Twice more Sweet sent default notices, this time to both Atlantic and plaintiff; neither objected to the shortened cure period. In response to the third default notice, Atlantic advised Sweet that, due to its failure to pay in a timely manner, Atlantic’s subcontractors were refusing to continue work, thus accounting for the problems that Sweet noted. Sweet nonetheless made a demand upon plaintiff, as Atlantic’s surety, to complete the remaining work. Plaintiff complied, again without objection to the shortened cure period.

After finishing the work on the project, plaintiff commenced this action against Sweet and others for breach of contract. Defendants’ answer included a counterclaim for damages caused by plaintiffs delay in completing the work. Plaintiff thereafter moved for partial summary judgment on the issue of liability due to Sweet’s failure to comply with the 15-day notice to cure provision of the subcontract. Supreme Court granted plaintiffs motion and defendants appeal.

There is no dispute that the contractual term governing these parties details that defendant will have the right to terminate the contract after providing a 15-day written notice to cure. The issue, however, is whether “by various species of proofs and evidence, by declarations, by acts and by nonfeasance” (Won’s Cards v Samsondale/Haverstraw Equities, 165 AD2d 157, 164), there exists an issue of fact as to whether plaintiff waived the 15-day notice provision.

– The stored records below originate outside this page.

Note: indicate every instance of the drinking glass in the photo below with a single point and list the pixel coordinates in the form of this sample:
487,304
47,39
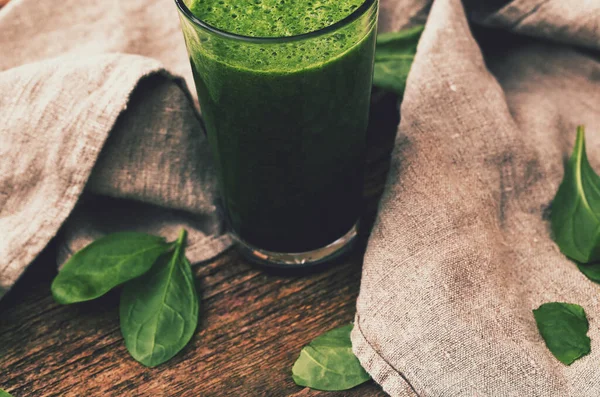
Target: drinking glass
286,119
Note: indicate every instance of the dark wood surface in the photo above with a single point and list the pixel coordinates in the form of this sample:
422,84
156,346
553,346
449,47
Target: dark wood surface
253,321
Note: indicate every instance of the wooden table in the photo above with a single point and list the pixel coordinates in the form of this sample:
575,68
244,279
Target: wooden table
253,321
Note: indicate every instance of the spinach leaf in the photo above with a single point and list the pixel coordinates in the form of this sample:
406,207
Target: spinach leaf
575,213
159,311
394,55
327,363
105,264
564,327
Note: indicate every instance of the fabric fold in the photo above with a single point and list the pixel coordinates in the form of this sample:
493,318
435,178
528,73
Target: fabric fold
461,251
85,95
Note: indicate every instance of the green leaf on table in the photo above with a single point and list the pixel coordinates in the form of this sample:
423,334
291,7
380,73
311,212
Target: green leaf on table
327,363
394,55
106,263
575,213
564,328
159,311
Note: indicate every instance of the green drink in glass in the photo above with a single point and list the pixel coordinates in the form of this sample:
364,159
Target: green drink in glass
284,89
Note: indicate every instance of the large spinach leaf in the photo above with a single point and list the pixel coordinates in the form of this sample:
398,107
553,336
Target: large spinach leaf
575,213
564,328
327,363
394,55
159,311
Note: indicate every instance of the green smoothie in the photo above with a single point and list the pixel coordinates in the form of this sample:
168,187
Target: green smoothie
286,119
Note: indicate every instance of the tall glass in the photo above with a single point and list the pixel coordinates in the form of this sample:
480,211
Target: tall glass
286,119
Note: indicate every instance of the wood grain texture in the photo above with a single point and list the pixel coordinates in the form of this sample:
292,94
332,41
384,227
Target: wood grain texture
253,324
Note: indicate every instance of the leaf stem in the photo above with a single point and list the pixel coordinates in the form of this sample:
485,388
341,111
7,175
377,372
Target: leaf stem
181,239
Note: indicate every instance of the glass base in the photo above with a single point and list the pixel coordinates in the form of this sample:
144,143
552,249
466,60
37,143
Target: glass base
299,259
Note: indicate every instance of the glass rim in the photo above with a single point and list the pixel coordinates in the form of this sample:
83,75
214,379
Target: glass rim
357,13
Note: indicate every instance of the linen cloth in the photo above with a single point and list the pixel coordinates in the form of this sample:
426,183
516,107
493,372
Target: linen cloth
71,74
462,252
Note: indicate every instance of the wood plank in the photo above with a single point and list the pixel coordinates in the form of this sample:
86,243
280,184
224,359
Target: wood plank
254,321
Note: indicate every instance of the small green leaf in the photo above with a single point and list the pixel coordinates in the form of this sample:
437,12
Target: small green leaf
394,55
159,311
105,264
575,213
327,363
564,328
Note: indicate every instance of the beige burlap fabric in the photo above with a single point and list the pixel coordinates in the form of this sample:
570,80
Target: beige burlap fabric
461,252
70,75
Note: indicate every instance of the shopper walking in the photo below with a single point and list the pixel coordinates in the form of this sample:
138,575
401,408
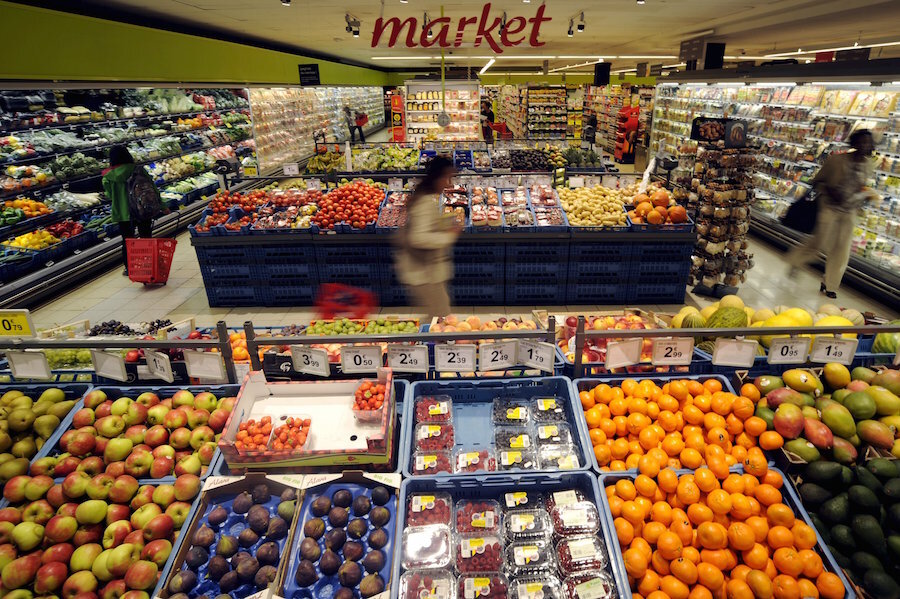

Where the terms of a contract are clear and unambiguous, it is settled that the rights and obligations detailed therein should be enforced as written, with the “court * * * striving] to give a fair and reasonable meaning to the language used” (Abiele Contr. v New York City School Constr. Auth., 91 NY2d 1, 9-10; see also General Motors Acceptance Corp. v Clifton-Fine Cent. School Dist., 85 NY2d 232, 236). Despite protestations that the shortened period was a modification of the contract which was not properly implemented, we find that the issue here distills to whether there was a waiver of the 15-day provision by plaintiffs failure to object to the shortened notice provision that Sweet unilaterally drew into their agreement. “Waiver requires the voluntary and intentional abandonment of a known right which, but for the waiver, would have been enforceable” (General Motors Acceptance Corp. v Clifton-Fine Cent. School Dist., supra at 236 [citation omitted]). It “may be established by affirmative conduct or by failure to act so as to evince an intent not to claim a purported advantage” (id. at 236). From the documentary evidence proffered on this motion in opposition to the request for partial summary judgment, we find that “by declarations, * * * acts and * * * nonfeasance” (Won’s Cards v Samsondale / Haverstraw Equities, supra at 164), it could be gleaned that there was an intention to waive the contractual notice provision once the original notice of default was conditionally withdrawn. Having considered and rejected plaintiffs remaining contentions against a finding of waiver, as well as defendants’ contentions that Sweet should be relieved from the performance of futile acts or conditions precedent (see Sunshine Steak, Salad & Seafood v W.I.M. Realty, 135 AD2d 891, 892), we find the award of partial summary judgment to have been premature (see Sillman v Twentieth Century-Fox Film Corp., 3 NY2d 395, 403). For all of these reasons, we reverse.

Crew III, J.P., Rose, Lahtinen and Kane, JJ., concur. Ordered that the order is reversed, on the law, with costs, and motion denied.